The deep learning and computer vision models that you’ve trained can be deployed on edge devices, such as Jetson Xavier or Jetson Nano, on discrete GPUs, or in the cloud with NVIDIA GPUs. TAO is designed to integrate with the DeepStream SDK. Models trained with TAO work out of the box with DeepStream.

DeepStream SDK is a streaming analytic toolkit that accelerates building AI-based video analytic applications. This section describes how to deploy a TAO-trained model to DeepStream.

TAO model skills export their trained checkpoints to ONNX. Build the device-specific TensorRT engine from that ONNX with the trtexec tool (or ask the agent to run the model’s gen_trt_engine action), then feed the engine to DeepStream:

  • Refer to the Exporting the Model section for how to export the trained model to ONNX.

  • Refer to Integrating TAO Models into DeepStream for how to wire the engine into a DeepStream pipeline.

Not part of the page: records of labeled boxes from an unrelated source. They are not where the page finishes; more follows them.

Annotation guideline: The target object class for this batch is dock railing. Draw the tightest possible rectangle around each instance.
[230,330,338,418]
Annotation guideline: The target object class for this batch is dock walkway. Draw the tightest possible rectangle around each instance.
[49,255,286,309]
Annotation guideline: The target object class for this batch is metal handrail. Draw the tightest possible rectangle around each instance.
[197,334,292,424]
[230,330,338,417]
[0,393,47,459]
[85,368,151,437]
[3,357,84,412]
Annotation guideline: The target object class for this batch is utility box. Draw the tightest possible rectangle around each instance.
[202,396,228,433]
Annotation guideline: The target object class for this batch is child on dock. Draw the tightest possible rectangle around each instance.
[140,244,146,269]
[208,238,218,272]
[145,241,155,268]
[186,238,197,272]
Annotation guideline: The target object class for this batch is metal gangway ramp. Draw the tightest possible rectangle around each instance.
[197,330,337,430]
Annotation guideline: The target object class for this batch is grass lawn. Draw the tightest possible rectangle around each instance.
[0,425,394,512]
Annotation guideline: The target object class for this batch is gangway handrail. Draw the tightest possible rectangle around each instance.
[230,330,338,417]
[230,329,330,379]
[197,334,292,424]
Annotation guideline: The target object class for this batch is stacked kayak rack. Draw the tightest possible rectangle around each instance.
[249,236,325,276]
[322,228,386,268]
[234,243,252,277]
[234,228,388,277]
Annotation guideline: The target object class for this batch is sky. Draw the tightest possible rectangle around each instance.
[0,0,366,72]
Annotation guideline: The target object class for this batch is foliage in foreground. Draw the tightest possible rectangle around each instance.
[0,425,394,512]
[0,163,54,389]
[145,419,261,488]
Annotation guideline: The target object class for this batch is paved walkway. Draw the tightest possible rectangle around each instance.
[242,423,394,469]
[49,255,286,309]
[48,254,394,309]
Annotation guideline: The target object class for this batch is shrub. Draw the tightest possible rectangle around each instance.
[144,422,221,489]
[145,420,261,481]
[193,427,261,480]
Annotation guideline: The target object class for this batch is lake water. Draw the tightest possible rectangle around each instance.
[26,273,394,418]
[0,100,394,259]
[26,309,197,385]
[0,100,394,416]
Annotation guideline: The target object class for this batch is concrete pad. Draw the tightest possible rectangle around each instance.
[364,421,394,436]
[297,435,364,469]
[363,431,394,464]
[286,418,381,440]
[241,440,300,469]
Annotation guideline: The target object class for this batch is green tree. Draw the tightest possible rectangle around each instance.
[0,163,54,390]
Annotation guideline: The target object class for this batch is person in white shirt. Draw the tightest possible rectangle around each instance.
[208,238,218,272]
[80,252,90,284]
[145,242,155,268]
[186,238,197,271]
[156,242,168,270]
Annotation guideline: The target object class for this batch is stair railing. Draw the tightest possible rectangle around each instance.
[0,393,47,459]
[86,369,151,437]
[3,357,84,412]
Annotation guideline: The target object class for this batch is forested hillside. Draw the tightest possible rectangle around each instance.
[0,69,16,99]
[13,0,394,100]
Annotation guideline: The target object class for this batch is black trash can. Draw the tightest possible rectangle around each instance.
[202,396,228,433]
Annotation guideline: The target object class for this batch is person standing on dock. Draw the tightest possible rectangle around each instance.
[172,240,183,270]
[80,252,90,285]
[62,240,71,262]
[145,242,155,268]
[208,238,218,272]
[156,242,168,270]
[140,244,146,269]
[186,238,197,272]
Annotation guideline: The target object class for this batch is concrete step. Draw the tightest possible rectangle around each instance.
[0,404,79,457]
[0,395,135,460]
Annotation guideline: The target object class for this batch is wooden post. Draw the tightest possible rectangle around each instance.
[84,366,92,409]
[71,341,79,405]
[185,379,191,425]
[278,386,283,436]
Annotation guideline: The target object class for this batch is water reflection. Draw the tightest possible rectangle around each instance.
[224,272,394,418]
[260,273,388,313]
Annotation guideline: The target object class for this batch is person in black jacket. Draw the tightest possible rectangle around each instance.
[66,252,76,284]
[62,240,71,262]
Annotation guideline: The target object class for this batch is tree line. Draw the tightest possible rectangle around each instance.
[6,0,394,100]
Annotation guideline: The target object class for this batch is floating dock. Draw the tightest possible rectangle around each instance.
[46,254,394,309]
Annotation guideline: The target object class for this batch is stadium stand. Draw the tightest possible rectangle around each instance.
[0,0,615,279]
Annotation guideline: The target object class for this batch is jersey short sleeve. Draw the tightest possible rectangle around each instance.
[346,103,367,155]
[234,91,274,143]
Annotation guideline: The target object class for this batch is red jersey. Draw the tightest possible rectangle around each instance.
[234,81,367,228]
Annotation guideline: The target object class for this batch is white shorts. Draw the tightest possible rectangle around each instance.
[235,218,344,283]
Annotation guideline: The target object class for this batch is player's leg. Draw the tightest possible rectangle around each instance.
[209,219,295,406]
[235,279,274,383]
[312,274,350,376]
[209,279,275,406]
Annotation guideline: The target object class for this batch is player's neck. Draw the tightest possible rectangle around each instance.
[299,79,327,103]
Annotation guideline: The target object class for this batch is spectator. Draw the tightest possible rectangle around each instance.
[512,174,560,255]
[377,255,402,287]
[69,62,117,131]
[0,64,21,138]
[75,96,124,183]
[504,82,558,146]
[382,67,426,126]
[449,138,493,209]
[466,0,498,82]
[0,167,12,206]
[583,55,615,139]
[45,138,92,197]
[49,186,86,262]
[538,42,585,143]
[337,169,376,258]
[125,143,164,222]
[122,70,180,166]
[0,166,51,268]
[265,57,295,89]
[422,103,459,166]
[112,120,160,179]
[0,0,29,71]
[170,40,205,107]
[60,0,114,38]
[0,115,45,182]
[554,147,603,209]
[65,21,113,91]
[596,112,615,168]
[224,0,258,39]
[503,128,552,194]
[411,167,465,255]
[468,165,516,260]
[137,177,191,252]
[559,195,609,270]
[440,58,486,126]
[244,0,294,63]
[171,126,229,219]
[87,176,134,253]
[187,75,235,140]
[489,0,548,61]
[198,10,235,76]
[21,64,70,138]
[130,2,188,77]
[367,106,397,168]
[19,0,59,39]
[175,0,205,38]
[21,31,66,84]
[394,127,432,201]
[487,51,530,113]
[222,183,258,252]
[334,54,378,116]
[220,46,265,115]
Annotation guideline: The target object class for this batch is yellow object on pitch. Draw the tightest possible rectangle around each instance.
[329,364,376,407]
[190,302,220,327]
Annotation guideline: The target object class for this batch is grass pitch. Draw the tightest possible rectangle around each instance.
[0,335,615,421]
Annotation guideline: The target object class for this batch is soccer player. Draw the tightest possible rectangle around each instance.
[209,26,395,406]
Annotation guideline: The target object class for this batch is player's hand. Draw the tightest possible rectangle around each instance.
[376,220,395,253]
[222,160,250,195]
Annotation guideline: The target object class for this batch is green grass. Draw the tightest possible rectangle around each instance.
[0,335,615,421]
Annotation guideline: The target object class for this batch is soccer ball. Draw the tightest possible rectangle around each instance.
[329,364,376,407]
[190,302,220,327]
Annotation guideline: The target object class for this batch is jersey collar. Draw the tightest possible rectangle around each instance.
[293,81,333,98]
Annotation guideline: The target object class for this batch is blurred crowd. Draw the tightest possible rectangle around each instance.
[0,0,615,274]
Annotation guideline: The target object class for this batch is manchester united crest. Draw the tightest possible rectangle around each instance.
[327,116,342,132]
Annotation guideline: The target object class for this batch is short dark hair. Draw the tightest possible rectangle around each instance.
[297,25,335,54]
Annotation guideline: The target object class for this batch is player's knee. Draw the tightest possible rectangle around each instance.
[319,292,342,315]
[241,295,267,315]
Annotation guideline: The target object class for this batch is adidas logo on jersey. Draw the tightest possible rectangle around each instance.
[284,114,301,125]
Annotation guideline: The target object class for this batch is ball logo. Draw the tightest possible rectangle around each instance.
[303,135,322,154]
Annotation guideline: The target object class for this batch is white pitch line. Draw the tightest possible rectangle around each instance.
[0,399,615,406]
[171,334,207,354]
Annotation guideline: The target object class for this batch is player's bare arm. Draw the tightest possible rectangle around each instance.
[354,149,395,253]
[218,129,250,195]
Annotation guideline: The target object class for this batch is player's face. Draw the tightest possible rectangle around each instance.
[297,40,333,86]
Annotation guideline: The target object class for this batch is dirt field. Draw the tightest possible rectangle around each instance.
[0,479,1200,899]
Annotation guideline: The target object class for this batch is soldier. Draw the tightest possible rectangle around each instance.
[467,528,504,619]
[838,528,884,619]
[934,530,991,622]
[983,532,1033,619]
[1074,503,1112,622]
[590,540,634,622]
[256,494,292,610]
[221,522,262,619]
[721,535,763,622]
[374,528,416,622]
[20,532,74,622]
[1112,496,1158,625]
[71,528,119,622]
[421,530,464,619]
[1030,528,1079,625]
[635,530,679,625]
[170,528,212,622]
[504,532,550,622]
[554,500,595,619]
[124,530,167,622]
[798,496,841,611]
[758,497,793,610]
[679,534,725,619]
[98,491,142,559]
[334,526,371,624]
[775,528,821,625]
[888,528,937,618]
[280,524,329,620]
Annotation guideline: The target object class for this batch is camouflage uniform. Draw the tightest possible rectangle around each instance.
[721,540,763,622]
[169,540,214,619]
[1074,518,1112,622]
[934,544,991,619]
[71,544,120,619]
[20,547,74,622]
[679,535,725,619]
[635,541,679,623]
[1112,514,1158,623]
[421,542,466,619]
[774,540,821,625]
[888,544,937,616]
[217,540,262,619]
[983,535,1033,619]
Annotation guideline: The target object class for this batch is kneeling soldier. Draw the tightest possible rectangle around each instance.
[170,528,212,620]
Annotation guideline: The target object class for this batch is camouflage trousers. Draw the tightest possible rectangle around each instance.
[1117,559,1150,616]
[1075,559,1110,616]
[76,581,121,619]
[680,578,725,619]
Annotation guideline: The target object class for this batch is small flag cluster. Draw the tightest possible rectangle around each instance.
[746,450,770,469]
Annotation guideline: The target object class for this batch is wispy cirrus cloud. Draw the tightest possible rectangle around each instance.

Machine-specific optimizations are done as part of the engine-creation process, so a distinct engine must be generated for each target environment and hardware configuration. If the TensorRT or CUDA libraries on the inference host change (including minor versions), or if a new model is generated, the engine must be regenerated. Running an engine built against a different TensorRT or CUDA version is not supported and produces undefined behavior; failures range from degraded accuracy to refusing to load.